J. Thomas Schieffer, 63, was an investor in the Rangers' ownership group that included George W. Bush.
Last week, MLB Commissioner Bud Selig announced the takeover. Major League Baseball took over day-to-day operations of the Dodgers on Wednesday because owner Frank McCourt's troubled finances and unresolved divorce settlement have seemingly paralyzed the franchise.
In a statement, Schieffer was referred to as the team's "monitor."

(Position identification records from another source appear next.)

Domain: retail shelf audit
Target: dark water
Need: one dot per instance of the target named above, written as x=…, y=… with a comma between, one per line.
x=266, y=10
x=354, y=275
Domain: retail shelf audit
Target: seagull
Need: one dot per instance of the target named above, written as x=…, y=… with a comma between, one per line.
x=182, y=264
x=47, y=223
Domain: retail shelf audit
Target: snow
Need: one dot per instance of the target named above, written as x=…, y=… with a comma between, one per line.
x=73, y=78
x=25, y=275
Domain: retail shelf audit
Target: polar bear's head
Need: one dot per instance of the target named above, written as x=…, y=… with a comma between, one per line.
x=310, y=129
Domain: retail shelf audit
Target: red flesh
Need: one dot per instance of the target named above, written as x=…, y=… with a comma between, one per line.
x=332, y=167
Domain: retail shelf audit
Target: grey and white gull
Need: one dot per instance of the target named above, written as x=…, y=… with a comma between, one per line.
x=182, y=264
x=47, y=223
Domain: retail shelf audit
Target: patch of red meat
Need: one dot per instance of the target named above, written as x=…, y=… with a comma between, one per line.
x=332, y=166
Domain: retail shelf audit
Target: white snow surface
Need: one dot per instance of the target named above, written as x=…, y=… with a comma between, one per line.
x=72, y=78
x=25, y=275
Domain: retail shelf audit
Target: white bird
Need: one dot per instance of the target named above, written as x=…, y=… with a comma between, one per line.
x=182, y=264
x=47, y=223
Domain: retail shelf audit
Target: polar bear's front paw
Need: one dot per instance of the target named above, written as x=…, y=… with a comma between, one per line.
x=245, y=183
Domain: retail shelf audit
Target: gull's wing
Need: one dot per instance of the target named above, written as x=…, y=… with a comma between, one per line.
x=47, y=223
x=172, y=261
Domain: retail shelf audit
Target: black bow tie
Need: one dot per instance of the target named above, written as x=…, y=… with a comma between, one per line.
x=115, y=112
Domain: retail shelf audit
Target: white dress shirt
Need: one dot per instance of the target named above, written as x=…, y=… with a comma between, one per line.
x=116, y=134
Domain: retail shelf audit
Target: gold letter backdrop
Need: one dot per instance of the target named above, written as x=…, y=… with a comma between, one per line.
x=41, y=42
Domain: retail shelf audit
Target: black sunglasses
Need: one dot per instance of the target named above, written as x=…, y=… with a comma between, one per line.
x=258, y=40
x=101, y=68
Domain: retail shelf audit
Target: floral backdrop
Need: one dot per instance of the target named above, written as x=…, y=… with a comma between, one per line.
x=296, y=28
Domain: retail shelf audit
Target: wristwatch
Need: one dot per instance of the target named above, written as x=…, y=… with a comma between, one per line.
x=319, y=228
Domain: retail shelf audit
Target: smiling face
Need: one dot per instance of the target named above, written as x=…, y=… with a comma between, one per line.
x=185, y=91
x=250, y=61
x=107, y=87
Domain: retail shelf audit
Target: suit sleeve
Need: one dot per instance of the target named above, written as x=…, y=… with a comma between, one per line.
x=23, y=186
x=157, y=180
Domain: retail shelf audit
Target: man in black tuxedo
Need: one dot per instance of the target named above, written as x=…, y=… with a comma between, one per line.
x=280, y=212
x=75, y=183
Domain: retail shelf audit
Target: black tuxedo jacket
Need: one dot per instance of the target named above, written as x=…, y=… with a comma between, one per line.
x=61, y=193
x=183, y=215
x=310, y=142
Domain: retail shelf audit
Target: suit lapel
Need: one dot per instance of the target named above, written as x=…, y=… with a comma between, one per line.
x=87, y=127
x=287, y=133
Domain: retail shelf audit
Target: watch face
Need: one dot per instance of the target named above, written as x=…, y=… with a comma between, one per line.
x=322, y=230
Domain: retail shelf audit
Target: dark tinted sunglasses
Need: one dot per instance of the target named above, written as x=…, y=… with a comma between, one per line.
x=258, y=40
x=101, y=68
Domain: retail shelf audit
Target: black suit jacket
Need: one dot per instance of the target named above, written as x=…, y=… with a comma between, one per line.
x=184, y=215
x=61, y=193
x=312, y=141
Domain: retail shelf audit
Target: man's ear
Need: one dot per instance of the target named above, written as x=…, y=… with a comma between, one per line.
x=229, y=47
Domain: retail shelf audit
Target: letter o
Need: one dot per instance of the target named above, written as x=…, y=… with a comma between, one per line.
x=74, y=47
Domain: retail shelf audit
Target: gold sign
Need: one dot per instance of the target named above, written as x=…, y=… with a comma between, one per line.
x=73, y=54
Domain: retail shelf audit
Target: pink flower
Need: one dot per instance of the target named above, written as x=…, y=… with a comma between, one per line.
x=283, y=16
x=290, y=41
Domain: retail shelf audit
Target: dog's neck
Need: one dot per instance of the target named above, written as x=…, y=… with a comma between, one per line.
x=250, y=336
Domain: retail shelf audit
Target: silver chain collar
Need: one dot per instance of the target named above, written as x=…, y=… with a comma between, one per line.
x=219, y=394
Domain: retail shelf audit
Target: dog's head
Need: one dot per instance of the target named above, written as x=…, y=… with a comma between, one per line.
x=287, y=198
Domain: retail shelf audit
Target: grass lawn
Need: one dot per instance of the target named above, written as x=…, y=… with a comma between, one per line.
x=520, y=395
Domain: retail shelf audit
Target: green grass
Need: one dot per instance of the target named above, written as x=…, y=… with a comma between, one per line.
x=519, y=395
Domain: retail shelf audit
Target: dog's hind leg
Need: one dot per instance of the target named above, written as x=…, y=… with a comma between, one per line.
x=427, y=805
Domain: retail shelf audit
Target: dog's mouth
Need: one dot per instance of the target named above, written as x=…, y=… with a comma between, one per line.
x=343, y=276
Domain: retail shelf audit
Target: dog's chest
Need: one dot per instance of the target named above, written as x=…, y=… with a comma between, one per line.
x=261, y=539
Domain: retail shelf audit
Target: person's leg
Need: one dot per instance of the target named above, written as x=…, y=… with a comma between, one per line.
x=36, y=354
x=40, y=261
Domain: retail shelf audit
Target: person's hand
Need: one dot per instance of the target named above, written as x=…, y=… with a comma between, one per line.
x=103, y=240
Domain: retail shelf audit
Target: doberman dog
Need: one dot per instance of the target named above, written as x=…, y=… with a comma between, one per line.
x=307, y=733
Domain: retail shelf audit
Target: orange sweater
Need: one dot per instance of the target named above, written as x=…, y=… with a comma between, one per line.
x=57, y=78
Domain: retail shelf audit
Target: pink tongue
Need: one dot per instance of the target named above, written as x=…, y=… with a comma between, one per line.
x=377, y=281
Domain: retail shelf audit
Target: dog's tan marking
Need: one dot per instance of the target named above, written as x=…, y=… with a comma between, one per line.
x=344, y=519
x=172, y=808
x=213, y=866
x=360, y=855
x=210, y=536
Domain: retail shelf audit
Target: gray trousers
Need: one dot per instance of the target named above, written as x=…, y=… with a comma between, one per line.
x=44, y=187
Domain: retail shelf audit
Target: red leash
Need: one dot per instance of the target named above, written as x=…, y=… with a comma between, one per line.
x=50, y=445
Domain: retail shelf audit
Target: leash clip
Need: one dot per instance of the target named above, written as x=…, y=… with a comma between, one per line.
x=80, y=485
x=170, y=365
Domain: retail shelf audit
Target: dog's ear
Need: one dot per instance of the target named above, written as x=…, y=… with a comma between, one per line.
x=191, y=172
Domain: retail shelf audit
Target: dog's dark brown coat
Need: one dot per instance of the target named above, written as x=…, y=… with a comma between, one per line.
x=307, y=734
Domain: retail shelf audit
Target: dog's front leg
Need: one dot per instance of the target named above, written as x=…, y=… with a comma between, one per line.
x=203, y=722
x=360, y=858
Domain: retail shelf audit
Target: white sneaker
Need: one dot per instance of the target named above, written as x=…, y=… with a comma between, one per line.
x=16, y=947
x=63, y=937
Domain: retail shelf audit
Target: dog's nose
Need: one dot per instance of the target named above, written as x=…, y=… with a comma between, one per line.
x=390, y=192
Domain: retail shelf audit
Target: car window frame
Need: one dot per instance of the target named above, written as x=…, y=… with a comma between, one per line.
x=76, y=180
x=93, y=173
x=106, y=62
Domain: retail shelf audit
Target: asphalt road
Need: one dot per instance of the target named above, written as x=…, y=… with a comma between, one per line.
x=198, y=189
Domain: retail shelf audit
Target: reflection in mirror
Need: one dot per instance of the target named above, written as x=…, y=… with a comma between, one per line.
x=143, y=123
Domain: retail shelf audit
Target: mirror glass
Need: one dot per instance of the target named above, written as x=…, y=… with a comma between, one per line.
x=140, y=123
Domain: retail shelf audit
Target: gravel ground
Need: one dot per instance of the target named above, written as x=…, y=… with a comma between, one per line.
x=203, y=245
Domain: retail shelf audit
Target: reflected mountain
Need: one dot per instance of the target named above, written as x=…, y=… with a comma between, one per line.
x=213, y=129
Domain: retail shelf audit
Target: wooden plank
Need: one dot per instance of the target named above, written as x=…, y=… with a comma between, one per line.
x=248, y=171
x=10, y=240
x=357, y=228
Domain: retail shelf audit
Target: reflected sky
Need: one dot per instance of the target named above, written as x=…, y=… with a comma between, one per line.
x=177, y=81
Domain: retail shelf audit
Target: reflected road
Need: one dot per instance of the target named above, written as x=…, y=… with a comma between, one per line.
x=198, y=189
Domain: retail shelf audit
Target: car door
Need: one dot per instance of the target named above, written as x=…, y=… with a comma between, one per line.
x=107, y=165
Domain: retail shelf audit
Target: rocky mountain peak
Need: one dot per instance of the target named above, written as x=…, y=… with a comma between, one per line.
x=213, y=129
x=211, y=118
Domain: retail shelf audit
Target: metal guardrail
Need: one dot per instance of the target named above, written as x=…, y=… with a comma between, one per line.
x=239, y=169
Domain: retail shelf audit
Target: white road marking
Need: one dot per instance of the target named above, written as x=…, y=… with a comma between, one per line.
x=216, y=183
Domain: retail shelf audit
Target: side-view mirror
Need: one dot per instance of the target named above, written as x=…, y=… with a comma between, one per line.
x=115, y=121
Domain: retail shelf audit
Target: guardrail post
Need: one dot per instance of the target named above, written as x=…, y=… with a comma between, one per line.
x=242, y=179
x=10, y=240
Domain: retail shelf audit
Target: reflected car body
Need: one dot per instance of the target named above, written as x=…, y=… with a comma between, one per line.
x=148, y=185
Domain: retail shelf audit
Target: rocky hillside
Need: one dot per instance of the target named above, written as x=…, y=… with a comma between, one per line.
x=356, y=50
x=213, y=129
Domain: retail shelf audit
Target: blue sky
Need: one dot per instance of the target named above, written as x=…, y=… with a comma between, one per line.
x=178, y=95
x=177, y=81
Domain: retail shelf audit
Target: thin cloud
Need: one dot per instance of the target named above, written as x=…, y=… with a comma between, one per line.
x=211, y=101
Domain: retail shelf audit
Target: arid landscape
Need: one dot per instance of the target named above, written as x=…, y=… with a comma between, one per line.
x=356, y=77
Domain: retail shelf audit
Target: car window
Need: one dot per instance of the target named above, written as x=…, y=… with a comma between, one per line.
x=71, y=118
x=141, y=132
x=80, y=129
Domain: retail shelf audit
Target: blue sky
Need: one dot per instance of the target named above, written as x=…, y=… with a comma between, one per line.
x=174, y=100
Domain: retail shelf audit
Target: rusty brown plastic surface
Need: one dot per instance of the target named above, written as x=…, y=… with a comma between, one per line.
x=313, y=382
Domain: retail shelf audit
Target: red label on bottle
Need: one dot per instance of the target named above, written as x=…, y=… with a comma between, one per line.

The MLB released the following statement:
Baseball Commissioner Allan H. (Bud) Selig announced today that he has appointed J. Thomas Schieffer, the former president of the Texas Rangers, as the Monitor of the Los Angeles Dodgers franchise. Schieffer will represent the Office of the Commissioner of Baseball in the oversight of the day-to-day operations, business and finances of the Dodgers and all of the franchise’s related entities.
"We are very fortunate to have someone of Tom Schieffer's stature monitor the operations of the Los Angeles Dodgers on behalf of Major League Baseball," Selig said. "Tom is a distinguished public servant who has represented the nation with excellence and has demonstrated extraordinary leadership throughout his career. The many years that he spent managing the operations of a successful franchise will benefit the Dodgers and Major League Baseball as a whole. I am grateful for Tom's acceptance of this role."
Schieffer was an investor in a group led by George W. Bush and Rusty Rose that bought the Rangers in 1989. He was the Rangers' president from 1991-1999 and a general partner from 1994 to 1998.
The Rangers won their first three American League West titles the late 1990s under Schieffer's tenure.
Schieffer was the ambassador to Japan and Australia during Bush's presidency.